Thousands basked in the sunshine on Sunday at the Birmingham Eid Mela as temperatures soared to 27C (81F).
Attendance levels at the event in Cannon Hill Park – boasting the best in Islamic live music, dancing, colourful stalls and good food – were considerably higher than last year’s mela, where only around around 4,000 people went along in the rainy weather.
This year however, the festival – opened by Birmingham’s Lord Mayor, Coun Chauhdry Rashid – attracted thousands more visitors, with Dawud Wharnsby Ali headlining a line-up of acts including Legacy, Poetic Pilgrimage, AK Folk Group and Khaleel Mohammed.
Among the family activities were a funfair, bazaar with clothing, jewellery and music stalls and dhol drumming displays. Coun Zaker Choudhry, chairman of Birmingham Eid Mela committee, described the event as a “family-friendly festival” with a “vibrant and colourful celebration of South Asian culture”.
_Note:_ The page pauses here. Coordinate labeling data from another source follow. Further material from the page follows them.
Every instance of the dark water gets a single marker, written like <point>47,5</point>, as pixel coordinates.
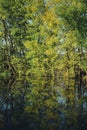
<point>41,104</point>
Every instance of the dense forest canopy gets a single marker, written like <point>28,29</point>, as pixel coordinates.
<point>42,39</point>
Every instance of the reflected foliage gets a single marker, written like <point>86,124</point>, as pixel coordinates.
<point>40,104</point>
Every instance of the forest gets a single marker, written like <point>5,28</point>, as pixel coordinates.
<point>43,64</point>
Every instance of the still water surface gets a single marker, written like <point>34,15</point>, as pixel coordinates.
<point>41,104</point>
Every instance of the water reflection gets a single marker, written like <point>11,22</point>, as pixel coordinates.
<point>41,104</point>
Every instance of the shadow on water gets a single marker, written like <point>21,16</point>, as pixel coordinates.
<point>40,104</point>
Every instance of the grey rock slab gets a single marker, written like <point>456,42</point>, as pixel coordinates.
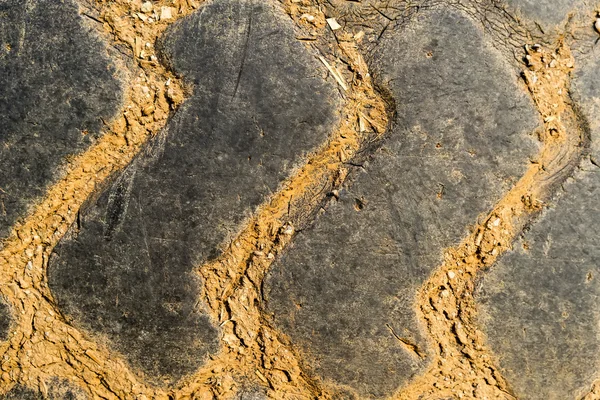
<point>539,304</point>
<point>56,86</point>
<point>259,105</point>
<point>346,286</point>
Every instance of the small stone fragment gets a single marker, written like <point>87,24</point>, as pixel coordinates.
<point>166,13</point>
<point>333,24</point>
<point>146,7</point>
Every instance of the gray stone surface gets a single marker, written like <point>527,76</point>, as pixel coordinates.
<point>548,13</point>
<point>56,86</point>
<point>126,268</point>
<point>346,286</point>
<point>539,304</point>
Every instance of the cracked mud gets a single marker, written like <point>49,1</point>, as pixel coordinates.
<point>294,199</point>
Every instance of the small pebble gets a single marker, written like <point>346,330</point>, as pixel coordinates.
<point>333,24</point>
<point>146,7</point>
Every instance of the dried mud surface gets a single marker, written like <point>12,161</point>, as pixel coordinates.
<point>42,347</point>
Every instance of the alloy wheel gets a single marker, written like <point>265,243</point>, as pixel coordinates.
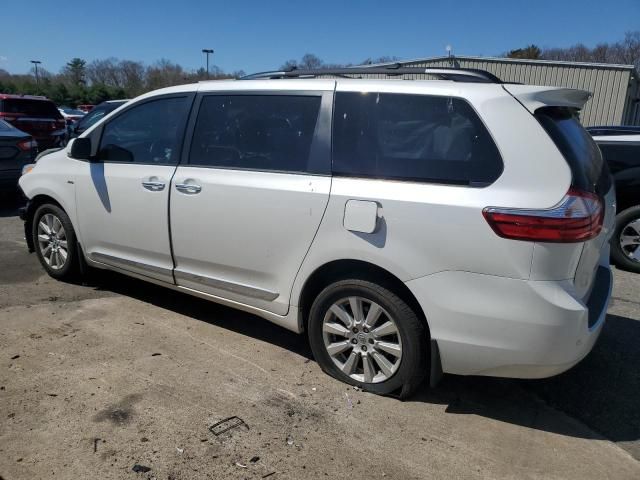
<point>630,240</point>
<point>362,339</point>
<point>52,241</point>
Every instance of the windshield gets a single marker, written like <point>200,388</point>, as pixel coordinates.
<point>28,107</point>
<point>71,111</point>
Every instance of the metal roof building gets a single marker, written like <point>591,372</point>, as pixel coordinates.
<point>615,88</point>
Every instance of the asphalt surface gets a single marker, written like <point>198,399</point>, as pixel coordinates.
<point>98,378</point>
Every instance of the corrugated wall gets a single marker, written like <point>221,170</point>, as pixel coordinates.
<point>614,89</point>
<point>610,86</point>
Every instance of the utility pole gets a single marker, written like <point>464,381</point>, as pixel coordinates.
<point>207,52</point>
<point>36,63</point>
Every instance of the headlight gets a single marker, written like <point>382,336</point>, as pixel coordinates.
<point>27,168</point>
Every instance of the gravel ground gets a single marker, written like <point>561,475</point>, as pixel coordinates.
<point>97,379</point>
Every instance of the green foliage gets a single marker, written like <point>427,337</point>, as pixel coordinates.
<point>532,52</point>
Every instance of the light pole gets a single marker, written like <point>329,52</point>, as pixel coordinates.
<point>207,52</point>
<point>36,63</point>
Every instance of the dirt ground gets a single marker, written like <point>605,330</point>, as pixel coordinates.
<point>97,379</point>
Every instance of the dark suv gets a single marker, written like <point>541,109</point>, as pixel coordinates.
<point>38,116</point>
<point>620,147</point>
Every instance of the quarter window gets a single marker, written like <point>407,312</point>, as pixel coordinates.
<point>258,132</point>
<point>149,133</point>
<point>412,137</point>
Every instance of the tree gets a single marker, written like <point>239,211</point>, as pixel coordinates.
<point>531,52</point>
<point>75,70</point>
<point>310,62</point>
<point>289,65</point>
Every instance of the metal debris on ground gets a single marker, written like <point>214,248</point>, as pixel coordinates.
<point>349,402</point>
<point>140,468</point>
<point>227,424</point>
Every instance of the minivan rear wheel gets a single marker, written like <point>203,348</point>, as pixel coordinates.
<point>625,244</point>
<point>364,334</point>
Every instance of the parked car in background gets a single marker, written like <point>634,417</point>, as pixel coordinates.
<point>37,116</point>
<point>94,115</point>
<point>408,227</point>
<point>85,108</point>
<point>71,115</point>
<point>620,147</point>
<point>17,149</point>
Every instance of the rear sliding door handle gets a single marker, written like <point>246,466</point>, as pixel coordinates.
<point>153,186</point>
<point>188,188</point>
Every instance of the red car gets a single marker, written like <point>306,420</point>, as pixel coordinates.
<point>38,116</point>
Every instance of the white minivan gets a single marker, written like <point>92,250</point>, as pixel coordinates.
<point>409,227</point>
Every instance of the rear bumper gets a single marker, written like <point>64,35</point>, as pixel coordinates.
<point>9,178</point>
<point>504,327</point>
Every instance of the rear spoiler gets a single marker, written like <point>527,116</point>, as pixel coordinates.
<point>534,97</point>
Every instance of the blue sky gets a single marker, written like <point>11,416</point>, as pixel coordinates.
<point>261,35</point>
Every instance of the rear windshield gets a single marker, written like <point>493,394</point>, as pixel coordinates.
<point>578,148</point>
<point>31,108</point>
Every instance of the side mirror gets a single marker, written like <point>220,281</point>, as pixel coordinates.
<point>80,149</point>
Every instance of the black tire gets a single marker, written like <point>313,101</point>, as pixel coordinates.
<point>70,270</point>
<point>620,257</point>
<point>413,366</point>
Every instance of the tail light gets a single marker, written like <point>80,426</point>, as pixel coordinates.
<point>577,218</point>
<point>27,145</point>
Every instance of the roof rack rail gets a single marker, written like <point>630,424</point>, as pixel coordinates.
<point>454,74</point>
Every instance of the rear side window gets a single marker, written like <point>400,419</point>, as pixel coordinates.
<point>621,155</point>
<point>412,137</point>
<point>257,132</point>
<point>578,148</point>
<point>31,108</point>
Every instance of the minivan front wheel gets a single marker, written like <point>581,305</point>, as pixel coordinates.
<point>365,335</point>
<point>55,242</point>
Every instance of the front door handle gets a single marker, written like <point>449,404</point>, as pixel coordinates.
<point>154,186</point>
<point>188,188</point>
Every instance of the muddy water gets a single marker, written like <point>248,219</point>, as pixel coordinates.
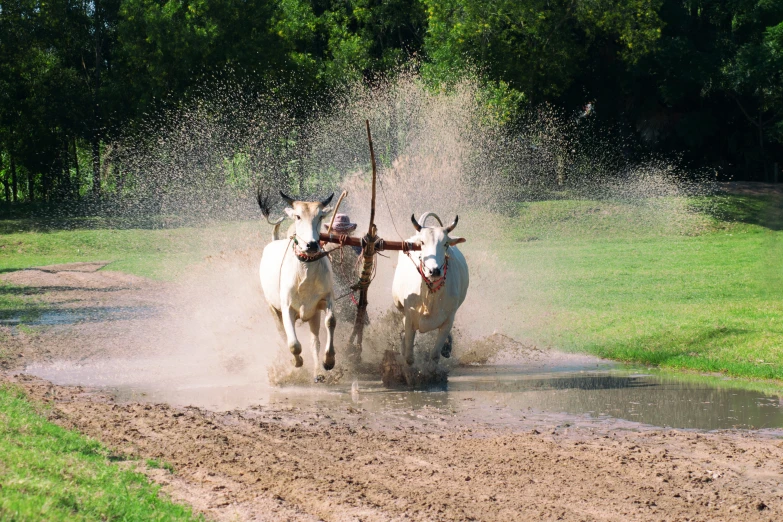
<point>71,316</point>
<point>564,389</point>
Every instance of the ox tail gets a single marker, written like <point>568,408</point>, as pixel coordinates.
<point>265,205</point>
<point>423,218</point>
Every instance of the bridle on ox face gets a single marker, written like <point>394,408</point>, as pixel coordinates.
<point>303,256</point>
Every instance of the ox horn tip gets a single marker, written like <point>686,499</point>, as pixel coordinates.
<point>415,223</point>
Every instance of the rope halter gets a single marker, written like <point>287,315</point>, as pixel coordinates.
<point>435,285</point>
<point>303,256</point>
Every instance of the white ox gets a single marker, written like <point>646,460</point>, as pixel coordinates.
<point>296,277</point>
<point>430,285</point>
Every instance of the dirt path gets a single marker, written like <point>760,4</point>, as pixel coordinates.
<point>293,463</point>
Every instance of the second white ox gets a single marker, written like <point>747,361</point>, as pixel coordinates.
<point>430,285</point>
<point>296,277</point>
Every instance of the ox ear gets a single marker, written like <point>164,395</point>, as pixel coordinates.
<point>328,200</point>
<point>288,199</point>
<point>453,225</point>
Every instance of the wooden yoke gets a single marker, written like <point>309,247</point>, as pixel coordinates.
<point>368,264</point>
<point>380,243</point>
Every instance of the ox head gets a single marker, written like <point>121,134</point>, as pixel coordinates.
<point>435,242</point>
<point>307,217</point>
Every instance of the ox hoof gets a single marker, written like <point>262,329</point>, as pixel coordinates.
<point>446,350</point>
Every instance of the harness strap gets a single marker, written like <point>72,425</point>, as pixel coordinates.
<point>433,286</point>
<point>304,257</point>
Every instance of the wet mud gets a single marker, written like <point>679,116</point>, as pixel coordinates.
<point>498,442</point>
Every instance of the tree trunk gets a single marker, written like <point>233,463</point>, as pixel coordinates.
<point>14,181</point>
<point>761,148</point>
<point>30,186</point>
<point>6,184</point>
<point>96,136</point>
<point>65,190</point>
<point>77,181</point>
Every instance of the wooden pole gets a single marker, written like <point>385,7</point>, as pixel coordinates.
<point>336,208</point>
<point>368,253</point>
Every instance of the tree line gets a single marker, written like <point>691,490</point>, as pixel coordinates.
<point>701,79</point>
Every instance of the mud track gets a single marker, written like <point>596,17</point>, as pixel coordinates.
<point>288,463</point>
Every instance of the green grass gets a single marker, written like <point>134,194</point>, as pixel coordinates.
<point>697,288</point>
<point>50,473</point>
<point>688,283</point>
<point>153,253</point>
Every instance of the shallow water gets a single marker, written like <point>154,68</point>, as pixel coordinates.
<point>580,388</point>
<point>70,316</point>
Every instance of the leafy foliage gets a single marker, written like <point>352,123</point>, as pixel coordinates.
<point>699,79</point>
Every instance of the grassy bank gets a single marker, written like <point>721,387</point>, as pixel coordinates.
<point>690,283</point>
<point>49,473</point>
<point>158,253</point>
<point>696,287</point>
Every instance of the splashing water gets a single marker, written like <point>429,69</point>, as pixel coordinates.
<point>437,150</point>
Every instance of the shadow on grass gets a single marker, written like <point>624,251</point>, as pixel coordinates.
<point>763,210</point>
<point>38,290</point>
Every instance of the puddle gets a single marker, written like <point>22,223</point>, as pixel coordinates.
<point>500,396</point>
<point>69,316</point>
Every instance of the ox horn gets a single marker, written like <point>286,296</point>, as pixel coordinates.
<point>288,199</point>
<point>415,223</point>
<point>328,200</point>
<point>453,225</point>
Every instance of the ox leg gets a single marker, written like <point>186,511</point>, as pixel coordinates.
<point>408,337</point>
<point>330,322</point>
<point>444,336</point>
<point>278,315</point>
<point>315,343</point>
<point>289,317</point>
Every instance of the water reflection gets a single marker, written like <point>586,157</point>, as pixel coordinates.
<point>499,396</point>
<point>68,316</point>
Coun Ray Hassall, Birmingham City Council’s cabinet member for leisure, sport and culture, added the council was “proud to be supporting this fantastic celebration of Islamic culture in the beautiful setting of Cannon Hill Park”.
The Birmingham Eid Mela was organised by the council in partnership with the city’s muslim organisations and communities.
Revellers at the Global Gathering festival in Warwickshire also welcomed the weather. The two-day event in Long Marston Airfield, near Stratford-upon-Avon, featured a line-up including chart-topping artists Kanye West, Mark Ronson, Moby, Eric Prydz and Robyn.
Air show legends The Red Arrows also put on a spectacular display.
Last week police in Warwickshire issued an alcohol and drugs warning ahead of the event, while joining forces with Warwickshire County Council’s Drug and Alcohol Action Team (Daat).
Among the strategies used by the police were amnesty bins at the entrance to allow people to dispose of any drugs.
The weekend’s glorious weather proved a challenge for participants of Nettle Warrior XI in Staffordshire, who tested their physical and mental endurance in an obstacle course described by organisers as “an original survival ordeal”.
Set in more than 150 acres of countryside in Perton, it involved a number of obstacles including a series of slaloms, cargo nets, tunnels, fences, ditches and jumps. The event operates a 50/50 sponsorship scheme and it is compulsory for 50 per cent of all money raised to go to charity.
But weather experts have predicted the region would face thunderstorms and a drop in temperature this week.
A spokesman said: “The weekend has been fairly nice but as for the next couple of days, there will be a chance of thunderstorms.
“On Monday, it will be warm in the morning with temperatures of 26C (79F) but there will be an increasing risk of showers and thunderstorms. By Tuesday, it will not be looking quite as warm as it has been with temperatures reaching 22C (72F).”